The economics of pay increases at retail are always weak, especially in food retailing. With such low margins, these stipends were offered simply to keep enough staff around and not have operations affected by higher absenteeism rates. It worked for a while, but COVID-19 fears are slowly fading away. But so is the need to incentivize employees to show up for work. The COVID-19 fear factor is diminishing. The money will instead be spent on PPEs and other protective shields, which are likely to remain in place for a while. This seems to be where things are going. Disappointing for employees, but not surprising.
The average salary in a Canadian grocery store is less than $30,000 or $15 per hour. An employee would start at around $13 an hour. The highest-paid employees could earn almost $50,000 a year, tops. The “hero pay” represents a 10 to 15 per cent increase in pay. Given that the average grocery store in Canada would employ about 80 full-time employees and that payroll represents roughly 30 per cent of costs to operate, the “hero pay” essentially made the average store almost unprofitable.
At the beginning of the pandemic, sales came out of nowhere, so salaries were not an issue. Now, numbers just do not make sense for the initiative to remain sustainable. The only way to make it work, of course, is to increase food prices. Food inflation could push food prices higher for a while, but there may not be enough room for higher wages. Grocers also need to think about e-commerce as we manoeuvre through the COVID era. That will bring its own load of extra costs as well.
COVID-19 made us realize that many whose jobs are too important to shut down are the ones making the least money. And many are public-facing jobs with higher risks of contracting diseases. Mostly women, students, seniors, people who often need a second job occupy these positions. For the first time ever, grocery clerks and front-line workers in food distribution were considered heroes and were praised constantly.
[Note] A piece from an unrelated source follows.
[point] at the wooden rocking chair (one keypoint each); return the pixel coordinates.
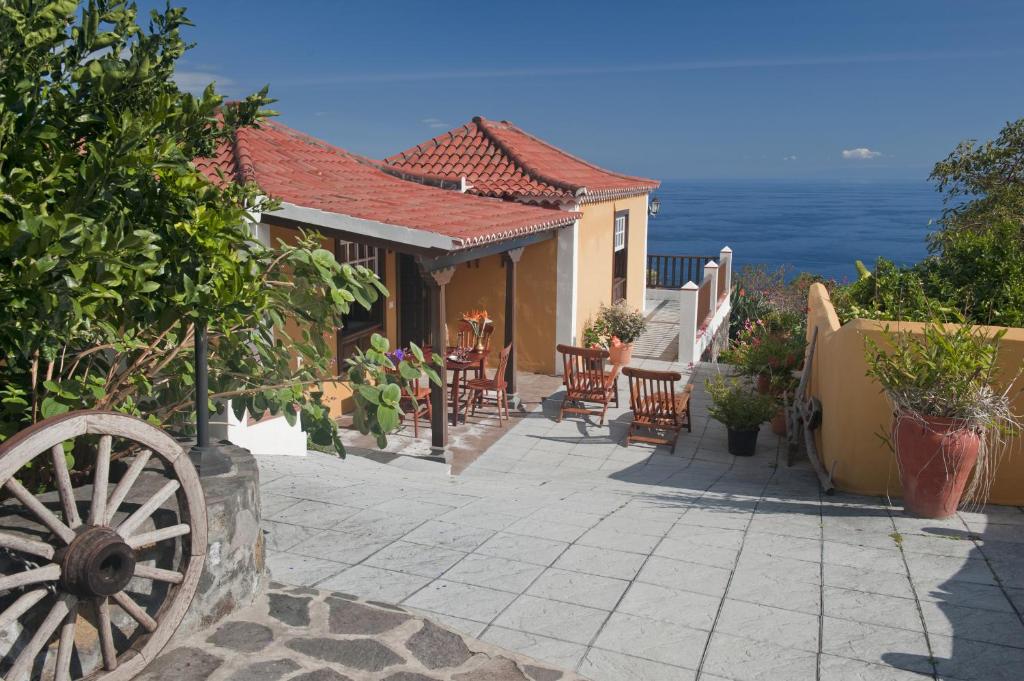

Higher wages over time would have redefined many of these roles and would have allowed grocers to attract a different crop of talent, not just those simply looking for a job.
Also, the idea of labelling it “hero” pay was never going to end well. As businesses get back to normal, grocers must get their expenses, including pay, back to normal as well. But normal will not be the same coming out of COVID-19.
The grocery landscape will probably change, with fewer stores and fewer products due to higher distribution costs. Grocers could potentially afford to pay employees more to support a different business model, one focused on analytics and omnichannels.
To support bold ambitions, hiring talent can only make sense, and that always comes at a cost. Ending stipends in grocery stores may be a missed opportunity.
Let’s hope this does not happen across the agriculture and food sector.